Dieser Beitrag entstand im Rahmen einer kleinen Reihe zu «Digital Humanities an der Philosophischen Fakultät». Lehrende und Forschende der PhF geben uns einen Einblick in Forschungsprojekte und Methoden «ihrer» Digital Humanities und zeigen uns, welche Technologien in ihrer Disziplin zum Einsatz kommen. Wir diskutieren den Begriff «Digital Humanities» von ganz verschiedenen Perspektiven aus. Heute stellt uns Noah Bubenhofer, Professor am Deutschen Seminar, eine digitale Korpuslinguistik vor.

Herr Bubenhofer, vielen Dank, dass Sie bei dieser Reihe mitmachen – bitte stellen Sie sich kurz vor!
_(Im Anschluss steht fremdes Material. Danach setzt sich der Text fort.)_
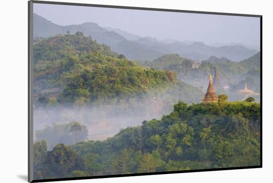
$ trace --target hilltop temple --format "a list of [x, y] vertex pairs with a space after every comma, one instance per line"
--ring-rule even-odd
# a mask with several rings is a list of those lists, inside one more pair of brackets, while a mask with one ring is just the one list
[[213, 85], [215, 89], [220, 89], [222, 88], [221, 80], [220, 79], [220, 73], [218, 70], [218, 67], [215, 68], [214, 78], [213, 78]]
[[211, 74], [209, 75], [209, 83], [208, 84], [208, 87], [207, 87], [207, 90], [205, 96], [203, 101], [205, 103], [211, 103], [211, 102], [217, 102], [218, 101], [218, 98], [215, 93], [214, 88], [213, 87], [213, 84], [212, 82], [212, 77]]
[[246, 82], [245, 83], [245, 88], [244, 89], [244, 90], [239, 90], [239, 92], [240, 93], [245, 94], [256, 94], [254, 92], [247, 88]]

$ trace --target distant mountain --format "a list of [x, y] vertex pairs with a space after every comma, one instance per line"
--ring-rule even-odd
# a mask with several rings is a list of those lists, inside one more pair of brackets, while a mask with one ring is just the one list
[[114, 31], [123, 36], [129, 41], [135, 41], [141, 38], [141, 37], [139, 36], [137, 36], [133, 34], [129, 33], [120, 29], [115, 29], [109, 27], [104, 27], [104, 29], [106, 29], [108, 31]]
[[216, 47], [202, 42], [189, 41], [171, 42], [171, 43], [166, 44], [155, 38], [138, 37], [118, 29], [104, 28], [92, 22], [60, 26], [36, 14], [34, 15], [34, 38], [52, 37], [59, 34], [66, 34], [68, 32], [74, 34], [79, 31], [86, 36], [91, 36], [101, 44], [110, 46], [113, 51], [123, 54], [128, 58], [136, 60], [141, 64], [146, 60], [174, 53], [199, 61], [208, 59], [211, 55], [225, 57], [231, 60], [238, 61], [258, 52], [241, 45]]
[[242, 46], [246, 47], [247, 48], [250, 49], [255, 49], [257, 51], [260, 51], [260, 47], [259, 45], [244, 45], [242, 43], [215, 43], [211, 44], [208, 45], [210, 46], [215, 46], [215, 47], [220, 47], [224, 46]]

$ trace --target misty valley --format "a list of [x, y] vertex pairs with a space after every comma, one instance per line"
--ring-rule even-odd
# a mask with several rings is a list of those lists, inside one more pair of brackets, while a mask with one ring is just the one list
[[260, 51], [35, 14], [34, 36], [35, 179], [260, 165]]

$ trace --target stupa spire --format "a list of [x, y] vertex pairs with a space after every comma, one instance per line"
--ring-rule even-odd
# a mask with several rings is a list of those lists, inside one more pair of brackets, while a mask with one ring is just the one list
[[213, 79], [213, 86], [215, 89], [220, 89], [222, 87], [221, 80], [220, 79], [220, 73], [216, 66], [215, 70], [214, 78]]
[[218, 98], [215, 93], [214, 88], [213, 87], [213, 83], [212, 80], [212, 76], [211, 73], [209, 74], [209, 82], [206, 93], [205, 96], [204, 102], [205, 103], [216, 102], [218, 101]]

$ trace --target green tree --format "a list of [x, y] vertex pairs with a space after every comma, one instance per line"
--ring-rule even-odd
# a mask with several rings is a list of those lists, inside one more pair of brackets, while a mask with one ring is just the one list
[[250, 97], [247, 98], [246, 99], [246, 101], [247, 102], [253, 102], [255, 101], [255, 99], [254, 99], [254, 98], [253, 98], [252, 97]]
[[138, 165], [138, 173], [155, 172], [156, 169], [164, 164], [161, 160], [158, 151], [152, 151], [151, 154], [146, 153], [142, 157], [141, 161]]
[[87, 153], [82, 157], [84, 167], [90, 175], [94, 175], [101, 169], [101, 165], [97, 161], [99, 155], [91, 152]]
[[70, 132], [75, 134], [75, 142], [77, 142], [77, 137], [79, 134], [82, 131], [82, 126], [79, 122], [73, 122], [70, 127]]
[[47, 143], [45, 140], [33, 144], [33, 164], [34, 166], [43, 162], [47, 155]]

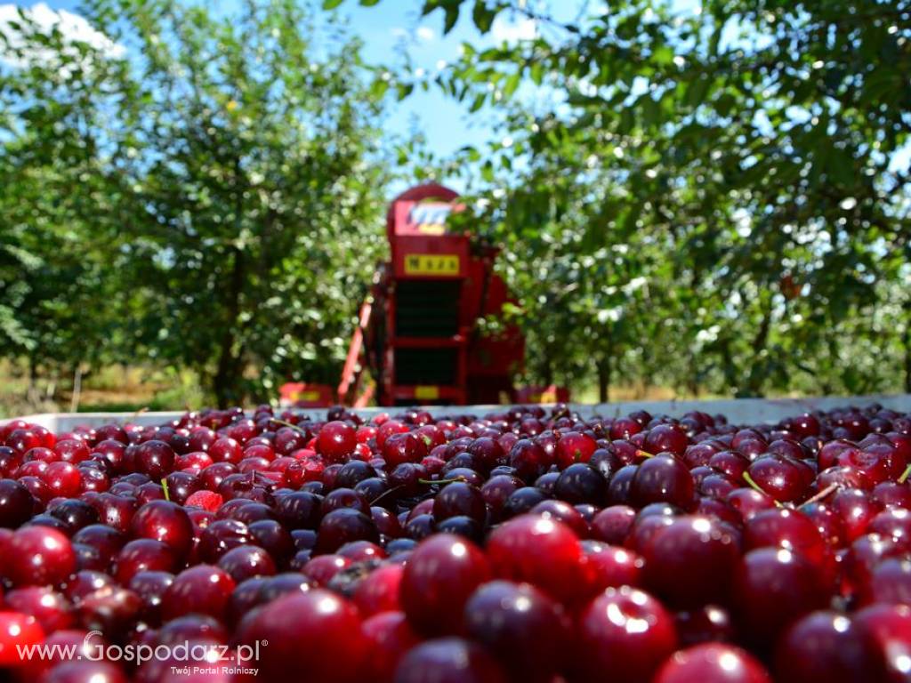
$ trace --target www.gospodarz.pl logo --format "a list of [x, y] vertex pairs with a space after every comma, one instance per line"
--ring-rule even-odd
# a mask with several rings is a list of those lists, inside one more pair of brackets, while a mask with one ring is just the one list
[[124, 646], [109, 645], [101, 640], [101, 631], [89, 631], [81, 645], [16, 645], [19, 658], [23, 661], [43, 659], [51, 661], [108, 661], [128, 662], [140, 666], [148, 661], [169, 662], [175, 674], [200, 674], [218, 671], [235, 675], [256, 676], [259, 668], [261, 647], [269, 645], [266, 640], [257, 640], [251, 645], [231, 647], [212, 643], [185, 641], [175, 645], [151, 646], [130, 643]]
Ich bin germanistischer Linguist, seit September 2019 Professor am Deutschen Seminar der UZH. Ich interessiere mich für eine kultur- und sozialwissenschaftlich orientierte Linguistik, die davon ausgeht, dass Sprache und gesellschaftliches Handeln in einem engen Verhältnis stehen und dass man deshalb über linguistische Analysen etwas darüber lernen kann, wie eine Gesellschaft oder eine Kultur funktioniert.

Ich arbeite sehr stark korpuslinguistisch – ein Korpus ist letztlich eine Sammlung von Textdaten, die meist linguistisch aufbereitet sind und linguistisch analysiert werden. In der Korpuslinguistik verbinde ich quantitative mit qualitativen Methoden, um grössere Textdatenmengen auf Musterhaftigkeit hin analysieren zu können – hier verwende ich natürlich digitale Methoden. Korpuslinguistik gibt es schon sehr lange; mit der Digitalisierung hat sie einen neuen Drive erhalten, weil es sehr viel einfacher geworden ist, sehr grosse Textdatenmengen zu verarbeiten.
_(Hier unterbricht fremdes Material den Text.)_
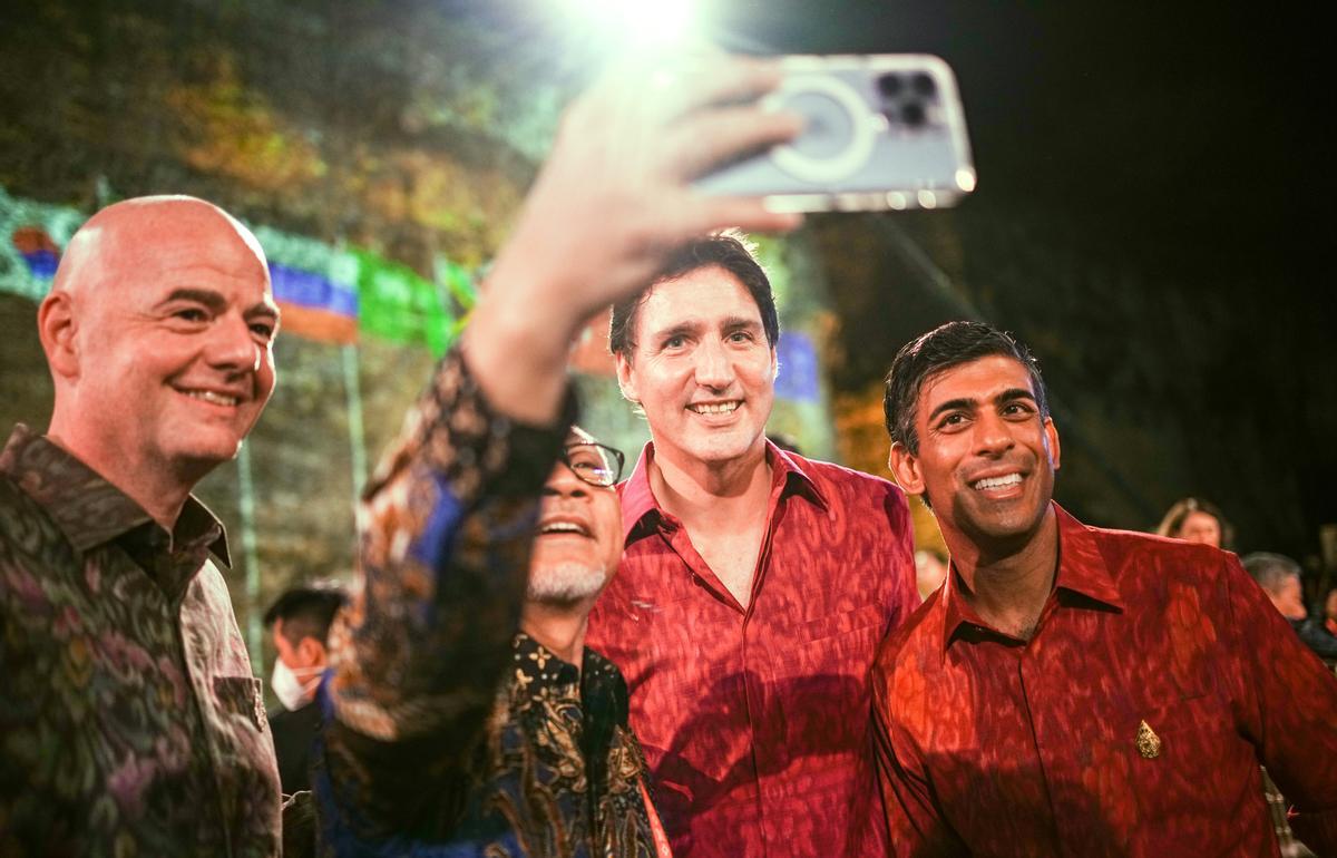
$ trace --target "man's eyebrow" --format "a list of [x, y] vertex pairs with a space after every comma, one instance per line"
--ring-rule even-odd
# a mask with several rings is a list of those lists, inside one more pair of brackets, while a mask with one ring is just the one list
[[227, 306], [227, 298], [223, 298], [222, 293], [214, 291], [213, 289], [174, 289], [171, 294], [163, 298], [159, 303], [171, 303], [172, 301], [194, 301], [195, 303], [202, 303], [213, 311], [219, 311]]
[[746, 315], [730, 315], [725, 319], [722, 327], [725, 330], [747, 330], [759, 329], [761, 321], [754, 318], [747, 318]]
[[941, 405], [939, 405], [937, 408], [935, 408], [932, 410], [932, 413], [929, 413], [928, 418], [929, 418], [929, 421], [932, 421], [935, 417], [937, 417], [943, 412], [955, 412], [957, 409], [973, 410], [977, 405], [979, 404], [975, 400], [969, 398], [969, 397], [957, 397], [955, 400], [948, 400], [947, 402], [943, 402]]
[[1029, 400], [1032, 402], [1036, 401], [1035, 394], [1027, 390], [1025, 388], [1008, 388], [1003, 393], [993, 397], [993, 401], [997, 402], [999, 405], [1007, 402], [1016, 402], [1017, 400]]
[[701, 330], [701, 322], [678, 322], [677, 325], [670, 325], [654, 333], [654, 339], [664, 341], [674, 337], [686, 337], [687, 334], [694, 334]]
[[277, 322], [279, 319], [279, 317], [282, 315], [282, 313], [273, 303], [270, 303], [267, 301], [259, 301], [259, 302], [255, 302], [251, 306], [246, 307], [246, 311], [242, 313], [242, 315], [246, 317], [246, 318], [254, 318], [257, 315], [263, 315], [263, 317], [269, 317], [269, 318], [271, 318], [271, 319], [274, 319]]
Was verstehen Sie unter «Digital Humanities», auch in Bezug zu Ihrem Forschungsgebiet?

Ich erlebe «Digital Humanities» als extrem heterogen, und manchmal ist es gar nicht so klar, ob ich das, was ich mache, auch dazu zählen kann – gerade weil die Korpuslinguistik eigentlich schon eine sehr lange Tradition in der Linguistik hat.
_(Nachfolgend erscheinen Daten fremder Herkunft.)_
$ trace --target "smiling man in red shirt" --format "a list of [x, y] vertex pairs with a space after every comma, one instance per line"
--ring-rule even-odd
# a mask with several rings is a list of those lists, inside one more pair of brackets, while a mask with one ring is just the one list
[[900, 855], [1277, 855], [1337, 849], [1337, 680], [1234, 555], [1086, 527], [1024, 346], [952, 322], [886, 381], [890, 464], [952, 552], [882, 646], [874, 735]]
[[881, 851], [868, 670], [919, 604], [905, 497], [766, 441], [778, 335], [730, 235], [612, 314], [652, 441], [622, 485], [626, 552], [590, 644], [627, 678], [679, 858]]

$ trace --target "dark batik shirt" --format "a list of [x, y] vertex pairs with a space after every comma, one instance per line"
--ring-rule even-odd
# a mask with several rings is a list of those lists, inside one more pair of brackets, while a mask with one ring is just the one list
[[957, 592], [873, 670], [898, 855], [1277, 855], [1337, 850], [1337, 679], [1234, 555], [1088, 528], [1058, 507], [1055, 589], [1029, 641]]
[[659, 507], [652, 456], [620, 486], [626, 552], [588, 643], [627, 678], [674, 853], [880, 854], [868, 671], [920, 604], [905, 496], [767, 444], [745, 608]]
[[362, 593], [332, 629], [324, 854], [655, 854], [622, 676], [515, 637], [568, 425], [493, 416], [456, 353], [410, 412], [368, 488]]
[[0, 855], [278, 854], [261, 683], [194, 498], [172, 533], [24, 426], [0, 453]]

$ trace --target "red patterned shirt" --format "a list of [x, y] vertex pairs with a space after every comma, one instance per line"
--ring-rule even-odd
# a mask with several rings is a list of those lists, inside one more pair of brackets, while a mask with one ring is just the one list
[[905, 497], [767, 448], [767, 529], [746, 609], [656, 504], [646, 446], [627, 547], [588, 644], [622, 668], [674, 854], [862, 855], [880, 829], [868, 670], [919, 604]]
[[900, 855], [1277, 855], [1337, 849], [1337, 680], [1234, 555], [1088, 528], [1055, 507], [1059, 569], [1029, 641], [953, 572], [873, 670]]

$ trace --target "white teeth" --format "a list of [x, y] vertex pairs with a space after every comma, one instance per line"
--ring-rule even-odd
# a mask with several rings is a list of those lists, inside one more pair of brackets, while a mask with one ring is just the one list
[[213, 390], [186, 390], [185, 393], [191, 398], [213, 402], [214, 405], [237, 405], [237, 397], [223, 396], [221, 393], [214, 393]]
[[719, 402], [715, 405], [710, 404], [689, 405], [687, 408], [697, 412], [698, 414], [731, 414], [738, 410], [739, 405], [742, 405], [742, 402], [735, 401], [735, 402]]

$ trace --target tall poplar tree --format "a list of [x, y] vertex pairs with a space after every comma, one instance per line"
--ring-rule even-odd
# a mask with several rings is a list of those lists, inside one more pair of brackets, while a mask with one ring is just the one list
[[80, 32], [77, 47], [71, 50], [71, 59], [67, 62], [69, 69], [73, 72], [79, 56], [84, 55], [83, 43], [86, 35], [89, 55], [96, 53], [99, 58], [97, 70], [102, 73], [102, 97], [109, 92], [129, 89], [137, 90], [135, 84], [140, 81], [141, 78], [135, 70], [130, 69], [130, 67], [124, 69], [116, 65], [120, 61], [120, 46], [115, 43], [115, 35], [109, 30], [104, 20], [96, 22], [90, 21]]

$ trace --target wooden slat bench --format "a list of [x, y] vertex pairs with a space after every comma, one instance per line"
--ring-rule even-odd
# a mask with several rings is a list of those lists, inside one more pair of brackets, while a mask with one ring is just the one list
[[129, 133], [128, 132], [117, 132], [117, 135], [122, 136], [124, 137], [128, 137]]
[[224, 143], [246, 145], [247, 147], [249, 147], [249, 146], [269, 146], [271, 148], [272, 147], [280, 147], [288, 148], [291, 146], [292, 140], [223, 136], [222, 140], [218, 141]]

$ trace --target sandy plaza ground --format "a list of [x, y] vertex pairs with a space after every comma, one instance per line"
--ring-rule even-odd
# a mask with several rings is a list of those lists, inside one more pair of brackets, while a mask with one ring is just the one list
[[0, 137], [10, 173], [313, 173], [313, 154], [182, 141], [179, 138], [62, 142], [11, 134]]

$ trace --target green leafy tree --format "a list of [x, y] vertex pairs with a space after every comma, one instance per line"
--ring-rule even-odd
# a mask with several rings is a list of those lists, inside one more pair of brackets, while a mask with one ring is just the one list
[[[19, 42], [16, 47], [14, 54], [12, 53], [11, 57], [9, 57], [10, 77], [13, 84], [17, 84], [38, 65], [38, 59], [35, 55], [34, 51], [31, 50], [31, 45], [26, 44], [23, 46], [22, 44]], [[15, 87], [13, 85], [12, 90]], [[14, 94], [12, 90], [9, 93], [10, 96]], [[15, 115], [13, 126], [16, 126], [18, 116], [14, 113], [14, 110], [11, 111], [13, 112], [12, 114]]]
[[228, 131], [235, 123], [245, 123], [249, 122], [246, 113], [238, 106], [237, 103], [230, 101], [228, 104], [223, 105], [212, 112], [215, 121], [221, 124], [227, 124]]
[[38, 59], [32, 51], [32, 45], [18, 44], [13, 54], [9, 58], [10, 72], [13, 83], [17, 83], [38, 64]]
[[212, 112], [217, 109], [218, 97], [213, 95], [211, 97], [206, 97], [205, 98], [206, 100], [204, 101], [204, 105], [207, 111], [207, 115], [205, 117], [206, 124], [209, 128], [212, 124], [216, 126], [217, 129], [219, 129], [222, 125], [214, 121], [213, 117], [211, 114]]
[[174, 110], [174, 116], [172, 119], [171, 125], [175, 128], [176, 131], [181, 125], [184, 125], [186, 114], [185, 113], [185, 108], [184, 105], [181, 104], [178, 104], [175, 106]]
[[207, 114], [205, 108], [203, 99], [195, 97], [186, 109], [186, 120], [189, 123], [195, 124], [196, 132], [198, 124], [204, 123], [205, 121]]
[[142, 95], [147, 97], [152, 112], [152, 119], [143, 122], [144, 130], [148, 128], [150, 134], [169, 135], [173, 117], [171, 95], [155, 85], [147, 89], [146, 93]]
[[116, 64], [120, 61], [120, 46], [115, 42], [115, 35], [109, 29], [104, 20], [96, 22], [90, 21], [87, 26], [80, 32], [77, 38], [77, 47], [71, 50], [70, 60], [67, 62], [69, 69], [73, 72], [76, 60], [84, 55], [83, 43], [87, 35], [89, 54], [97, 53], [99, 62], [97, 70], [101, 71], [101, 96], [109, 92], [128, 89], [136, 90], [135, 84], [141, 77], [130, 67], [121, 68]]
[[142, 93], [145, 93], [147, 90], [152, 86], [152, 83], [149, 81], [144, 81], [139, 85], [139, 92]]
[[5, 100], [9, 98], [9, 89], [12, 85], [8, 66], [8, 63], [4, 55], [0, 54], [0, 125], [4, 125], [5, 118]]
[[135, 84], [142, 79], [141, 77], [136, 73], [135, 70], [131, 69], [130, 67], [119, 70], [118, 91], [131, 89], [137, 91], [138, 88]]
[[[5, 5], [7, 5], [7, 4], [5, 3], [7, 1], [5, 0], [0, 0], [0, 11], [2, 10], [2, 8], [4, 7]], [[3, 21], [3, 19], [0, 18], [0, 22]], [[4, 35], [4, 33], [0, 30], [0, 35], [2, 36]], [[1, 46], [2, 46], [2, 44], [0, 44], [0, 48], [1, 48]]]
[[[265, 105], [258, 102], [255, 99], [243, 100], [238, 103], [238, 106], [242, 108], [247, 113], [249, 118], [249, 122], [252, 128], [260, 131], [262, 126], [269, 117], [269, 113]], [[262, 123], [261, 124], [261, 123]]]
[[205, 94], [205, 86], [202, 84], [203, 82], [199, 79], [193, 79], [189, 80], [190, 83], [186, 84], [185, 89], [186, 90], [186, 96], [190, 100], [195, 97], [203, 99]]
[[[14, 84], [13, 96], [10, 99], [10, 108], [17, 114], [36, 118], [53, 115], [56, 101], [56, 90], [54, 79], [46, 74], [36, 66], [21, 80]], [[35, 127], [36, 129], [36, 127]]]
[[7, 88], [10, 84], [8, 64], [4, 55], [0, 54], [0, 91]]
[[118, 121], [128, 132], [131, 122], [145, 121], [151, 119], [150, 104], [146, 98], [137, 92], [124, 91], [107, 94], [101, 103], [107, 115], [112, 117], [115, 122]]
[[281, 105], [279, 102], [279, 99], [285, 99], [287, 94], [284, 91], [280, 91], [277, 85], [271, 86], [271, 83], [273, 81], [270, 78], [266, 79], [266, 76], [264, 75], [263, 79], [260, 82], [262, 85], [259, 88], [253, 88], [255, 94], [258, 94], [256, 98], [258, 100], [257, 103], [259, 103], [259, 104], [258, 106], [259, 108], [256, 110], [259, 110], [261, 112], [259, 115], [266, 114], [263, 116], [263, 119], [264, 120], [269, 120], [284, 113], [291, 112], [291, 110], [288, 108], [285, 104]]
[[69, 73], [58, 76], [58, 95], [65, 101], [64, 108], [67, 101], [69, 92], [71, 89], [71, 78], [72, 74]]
Einerseits bedeutet «Digital Humanities» für mich, digitale Methoden auf digitalen Daten anzuwenden und letztlich geisteswissenschaftliche Fragestellungen zu verfolgen. Andererseits reflektiert man «Digitalität per se» mit geisteswissenschaftlichen Theorien: Was macht «Verdatung» mit Informationen, was ist eigentlich ein Algorithmus, und so weiter.

Die Kombination dieser beider Aspekte macht das Alleinstellungsmerkmal von «Digital Humanities» im Vergleich zu anderen Disziplinen aus, die auch mit digitalen Daten und Methoden arbeiten, wie z.B. Informatik, Data Mining o.ä.

Sie sagten «Disziplin» im Zusammenhang mit Digital Humanities …

[lacht] Dieselbe Debatte gibt es auch in der Korpuslinguistik – ist sie eine Subdisziplin der Linguistik oder ist sie eher ein Denkstil? Ich argumentiere immer für Letzteres, da es eine bestimmte Art und Weise ist, Sprache anzusehen.

Ferdinand de Saussure führte die Unterscheidung von «langue» und «parole» ein, dabei ist «langue» sozusagen das Sprachsystem und «parole» die tatsächlich geäusserte Sprache. Lange interessierte sich die Linguistik hauptsächlich für die «langue». Die Korpuslinguistik machte erst den Fokus auf die «parole» stark, indem die Musterhaftigkeit in der gesprochenen und geschriebenen Sprache untersucht wurde.

Diese Verschiebung der Perspektive findet man in den Digital Humanities teilweise wieder. Man ist an anderen Aspekten der Daten interessiert und hat dadurch auch ein anderes theoretisches Modell im Hintergrund. Deshalb sind die Digital Humanities für mich auch eine Denkrichtung, die versucht, mit spezifischen Methoden einen neuen Blick auf die vorhandenen Daten zu erhalten.

Können Sie uns ein Beispiel geben, vielleicht an einem Ihrer Forschungsprojekte?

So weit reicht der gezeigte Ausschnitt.